The Bank of England (BoE) is set to launch a review into the £1.2 trillion open-ended fund market to see if rules are required to minimise the risks to financial stability.
The moves comes after star fund manager Neil Woodford was forced to suspend trading on his £3.7bn Equity Income fund in June after a string of redemption requests.
The BoE warned the increasingly global role open-ended funds have to play and the liquidity mismatch some funds have has “the potential to become a systemic issue”.
Along with the Financial Conduct Authority (FCA), the BoE’s Financial Policy Committee (FPC) will look to assess how open-ended funds may be better aligned with the liquidity of their underlying assets.
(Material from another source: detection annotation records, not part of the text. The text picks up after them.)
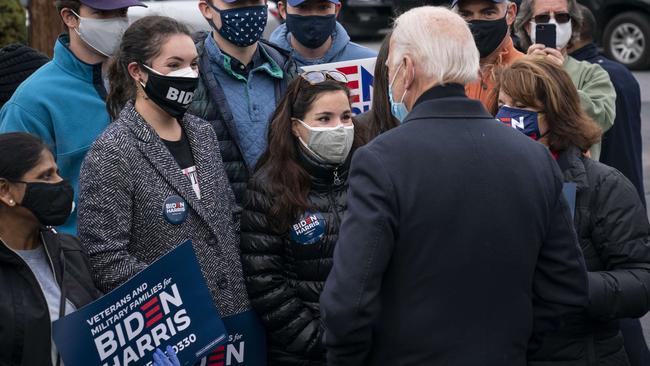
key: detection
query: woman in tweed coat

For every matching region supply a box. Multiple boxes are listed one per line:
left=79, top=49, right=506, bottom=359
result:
left=79, top=16, right=249, bottom=326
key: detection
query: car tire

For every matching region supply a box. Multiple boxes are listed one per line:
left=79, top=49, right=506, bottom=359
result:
left=602, top=11, right=650, bottom=70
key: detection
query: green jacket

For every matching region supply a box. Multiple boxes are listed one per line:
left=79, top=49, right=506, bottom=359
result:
left=564, top=56, right=616, bottom=161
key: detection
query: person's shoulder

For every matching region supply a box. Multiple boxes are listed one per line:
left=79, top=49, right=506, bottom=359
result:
left=88, top=118, right=135, bottom=155
left=183, top=113, right=216, bottom=139
left=566, top=56, right=609, bottom=77
left=247, top=164, right=271, bottom=194
left=56, top=233, right=83, bottom=252
left=342, top=41, right=377, bottom=61
left=581, top=157, right=626, bottom=187
left=5, top=60, right=62, bottom=101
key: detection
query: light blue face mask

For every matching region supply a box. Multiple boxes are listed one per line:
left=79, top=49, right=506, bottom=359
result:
left=388, top=64, right=409, bottom=123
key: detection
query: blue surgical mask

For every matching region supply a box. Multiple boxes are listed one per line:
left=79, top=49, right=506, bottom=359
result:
left=286, top=14, right=336, bottom=49
left=388, top=64, right=409, bottom=123
left=206, top=1, right=268, bottom=47
left=496, top=105, right=545, bottom=140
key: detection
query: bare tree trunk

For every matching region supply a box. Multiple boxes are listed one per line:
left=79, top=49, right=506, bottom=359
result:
left=29, top=0, right=63, bottom=57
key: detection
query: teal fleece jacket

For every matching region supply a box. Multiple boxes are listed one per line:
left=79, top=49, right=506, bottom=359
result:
left=0, top=35, right=109, bottom=234
left=269, top=22, right=377, bottom=67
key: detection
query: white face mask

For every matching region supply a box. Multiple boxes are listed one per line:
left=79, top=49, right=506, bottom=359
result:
left=530, top=18, right=573, bottom=50
left=72, top=11, right=129, bottom=57
left=296, top=119, right=354, bottom=164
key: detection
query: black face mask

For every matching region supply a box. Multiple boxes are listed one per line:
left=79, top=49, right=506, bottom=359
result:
left=469, top=14, right=508, bottom=58
left=141, top=65, right=199, bottom=119
left=17, top=180, right=74, bottom=226
left=287, top=14, right=336, bottom=48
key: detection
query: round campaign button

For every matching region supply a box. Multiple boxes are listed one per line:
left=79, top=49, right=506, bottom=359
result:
left=163, top=195, right=189, bottom=225
left=291, top=211, right=327, bottom=245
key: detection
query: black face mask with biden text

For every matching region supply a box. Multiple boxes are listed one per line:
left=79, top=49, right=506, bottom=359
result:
left=141, top=65, right=199, bottom=119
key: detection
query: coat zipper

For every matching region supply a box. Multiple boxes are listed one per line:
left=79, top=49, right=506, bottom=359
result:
left=0, top=233, right=61, bottom=365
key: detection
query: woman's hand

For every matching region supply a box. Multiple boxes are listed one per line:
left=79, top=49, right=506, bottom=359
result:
left=153, top=346, right=181, bottom=366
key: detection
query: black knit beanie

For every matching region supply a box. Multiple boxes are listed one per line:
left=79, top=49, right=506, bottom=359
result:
left=0, top=43, right=50, bottom=107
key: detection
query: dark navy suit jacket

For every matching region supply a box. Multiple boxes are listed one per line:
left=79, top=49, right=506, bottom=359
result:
left=321, top=85, right=587, bottom=366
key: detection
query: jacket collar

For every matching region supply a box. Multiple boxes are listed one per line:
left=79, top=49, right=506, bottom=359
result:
left=54, top=34, right=102, bottom=83
left=557, top=146, right=589, bottom=190
left=569, top=43, right=600, bottom=61
left=297, top=147, right=353, bottom=192
left=404, top=84, right=494, bottom=123
left=0, top=227, right=62, bottom=276
left=119, top=102, right=232, bottom=247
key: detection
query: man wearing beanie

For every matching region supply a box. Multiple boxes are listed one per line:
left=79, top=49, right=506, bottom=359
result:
left=0, top=0, right=145, bottom=234
left=0, top=43, right=50, bottom=108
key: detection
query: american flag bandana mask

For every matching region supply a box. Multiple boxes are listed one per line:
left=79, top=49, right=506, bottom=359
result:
left=496, top=105, right=541, bottom=140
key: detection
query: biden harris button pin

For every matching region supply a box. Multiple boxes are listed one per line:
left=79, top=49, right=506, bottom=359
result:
left=291, top=211, right=327, bottom=245
left=163, top=195, right=189, bottom=225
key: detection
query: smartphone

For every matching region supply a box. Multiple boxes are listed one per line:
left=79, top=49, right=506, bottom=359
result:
left=535, top=23, right=557, bottom=48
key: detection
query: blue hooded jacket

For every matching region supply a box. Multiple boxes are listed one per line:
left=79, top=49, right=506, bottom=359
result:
left=270, top=22, right=377, bottom=67
left=0, top=35, right=109, bottom=234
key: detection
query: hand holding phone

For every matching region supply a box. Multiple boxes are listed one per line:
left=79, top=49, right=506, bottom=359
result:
left=535, top=23, right=557, bottom=48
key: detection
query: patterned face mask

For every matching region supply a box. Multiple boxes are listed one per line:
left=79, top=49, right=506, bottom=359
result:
left=206, top=1, right=268, bottom=47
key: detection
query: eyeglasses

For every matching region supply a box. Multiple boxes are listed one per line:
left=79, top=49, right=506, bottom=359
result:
left=300, top=71, right=348, bottom=85
left=533, top=13, right=571, bottom=24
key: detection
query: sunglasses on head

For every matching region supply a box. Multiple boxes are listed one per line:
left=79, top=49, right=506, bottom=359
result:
left=300, top=71, right=348, bottom=85
left=533, top=13, right=571, bottom=24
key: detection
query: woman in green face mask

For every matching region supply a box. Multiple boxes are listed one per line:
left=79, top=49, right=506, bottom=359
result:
left=241, top=72, right=365, bottom=365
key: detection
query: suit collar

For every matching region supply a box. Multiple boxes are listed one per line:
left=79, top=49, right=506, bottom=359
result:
left=404, top=84, right=494, bottom=123
left=557, top=146, right=589, bottom=190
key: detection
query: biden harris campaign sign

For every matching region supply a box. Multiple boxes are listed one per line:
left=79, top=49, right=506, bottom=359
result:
left=52, top=241, right=228, bottom=366
left=302, top=57, right=377, bottom=115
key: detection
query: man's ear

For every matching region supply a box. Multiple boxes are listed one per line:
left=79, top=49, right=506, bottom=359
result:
left=59, top=8, right=79, bottom=29
left=0, top=179, right=17, bottom=207
left=506, top=2, right=517, bottom=26
left=404, top=55, right=415, bottom=90
left=199, top=0, right=212, bottom=19
left=278, top=1, right=287, bottom=20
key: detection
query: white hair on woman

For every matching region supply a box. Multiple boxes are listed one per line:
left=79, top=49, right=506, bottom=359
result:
left=390, top=6, right=480, bottom=84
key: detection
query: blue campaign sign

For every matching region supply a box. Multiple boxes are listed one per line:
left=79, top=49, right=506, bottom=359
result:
left=196, top=310, right=266, bottom=366
left=52, top=241, right=227, bottom=366
left=562, top=182, right=578, bottom=218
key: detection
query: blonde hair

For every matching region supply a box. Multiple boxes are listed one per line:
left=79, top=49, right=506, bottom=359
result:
left=389, top=6, right=480, bottom=84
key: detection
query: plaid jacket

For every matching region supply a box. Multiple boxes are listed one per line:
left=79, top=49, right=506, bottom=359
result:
left=79, top=103, right=249, bottom=316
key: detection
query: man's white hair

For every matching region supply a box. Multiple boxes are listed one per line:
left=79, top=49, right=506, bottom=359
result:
left=389, top=6, right=480, bottom=84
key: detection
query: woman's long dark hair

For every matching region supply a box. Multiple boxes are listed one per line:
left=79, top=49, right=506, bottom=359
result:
left=366, top=32, right=400, bottom=139
left=256, top=77, right=366, bottom=231
left=0, top=132, right=47, bottom=182
left=106, top=15, right=191, bottom=119
left=493, top=56, right=602, bottom=152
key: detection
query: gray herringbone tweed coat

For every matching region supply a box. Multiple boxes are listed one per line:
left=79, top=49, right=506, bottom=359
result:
left=78, top=103, right=250, bottom=316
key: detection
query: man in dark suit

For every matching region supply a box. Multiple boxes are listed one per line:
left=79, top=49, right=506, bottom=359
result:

Adding to his comments last month that mutual funds were “built on a lie”, BoE governor Mark Carney said: “The more important open-ended funds become, and the more illiquid their underlying assets are, the greater risk to financial stability.”
The Bank noted how the Financial Stability Board, in 2017, had noted how a fund’s assets and investment strategies should be consistent with their redemption terms.
The FPC said: “However, subsequent work by IOSCO did not prescribe how this should be achieved.”
“The Bank and FCA review will examine the costs and benefits of aligning redemption terms, including pricing and notice periods, with the typical time it takes to realise market prices for funds’ assets in normal and stressed market conditions.”
The mutual fund structure has come under fire since Woodford suspended his fund last month. It is worth noting the creation-redemption mechanism is flawed as the issuer is always a forced seller when investors want to withdraw their money.
If you are invested in illiquid holdings, such as the Woodford fund, this means the issuer is unable to sell and is then forced to suspend trading when a run on the fund occurs.
The BoE said the review “will also assess the effectiveness of measures that are already used to deal with misalignment of redemption terms and asset liquidity, such as swing and fair value pricing and suspensions”.
On ETFs, the FPC concluded "the majority of ETFs do not appear to present material financial stability risks" however, noted products that are leveraged or are synthetically-backed need to be monitored if they grow further from here.